The Murray Verdasco match in the Australian Open illustrates the way in which sportsmen can lose performance standards. An explanation based on the nature of learned routines is offered
Before the match ended it was clear that Murray had lost much of his high performance standard maintained over a period of six months. Commentators were shocked at what was described as a loss of concentration.
He was in two minds
He was in two minds, a commentator observed after another poorly played point during the match. That reminded me of a whole slew of conventional wisdom of how sportsmen play in a trained mode or groove, and then how from time to time they lose it, drop out of the groove. One popular idea is ‘self one and self two’. Self one is in the groove, self two where attention is too diverted on keeping bad play at bay. The self one/ self two explanation describes what was happening as Murray’s self two crept in.

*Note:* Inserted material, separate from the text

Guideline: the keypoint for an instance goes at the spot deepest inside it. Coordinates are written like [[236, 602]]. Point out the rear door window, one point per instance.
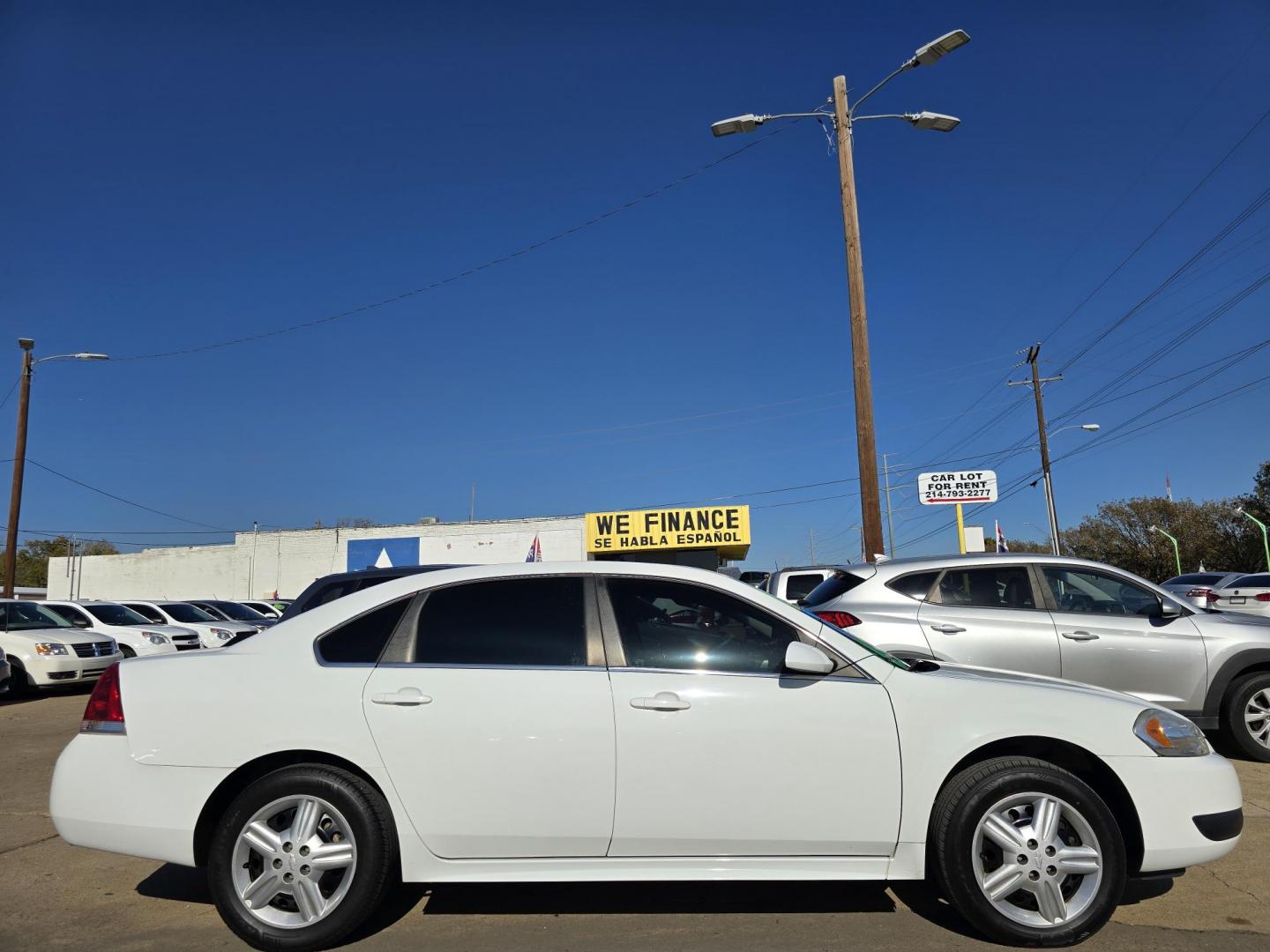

The Murray Verdasco match up had particularly clear swings of performance standards, and is worth careful study. (Swings of momentum, as the commentators called it).
The locker room phenomenon
A different explanation of form comes from the locker-room phenomenon. A player acquires a reputation that sets the beliefs before a match. There is an edge to the player assumed to be in form.
The track records
A version of the locker room phenomenon is track record. Murray’s great record against left-handers is good. Against Verdasco it is a whopping 5:0. Doubts can creep in at vital stages of the match.
Visualising for better or worse
Other folk-lore is the importance of mental rehearsal. The benefits of visualising for winning can be lost. Murray was musing on the possibility of having to win a match when he was not playing at his best. Federer himself had had to do that the previous day, coming back from two sets down. I wondered if Murray had noted that, and internalised a bit of it.
Standard operating procedures
I want to suggest an explanation from organization theory. In particular, the work on performance in high performance teams which suggests that ‘dream teams’ transcend ordinary or standard performance, by learning to develop routines or standard operating procedures beyond expectations. That work can be traced to an earlier idea that routines in individuals and teams can be changed (and improved) by a special kind of experiential learning known as creative analysis.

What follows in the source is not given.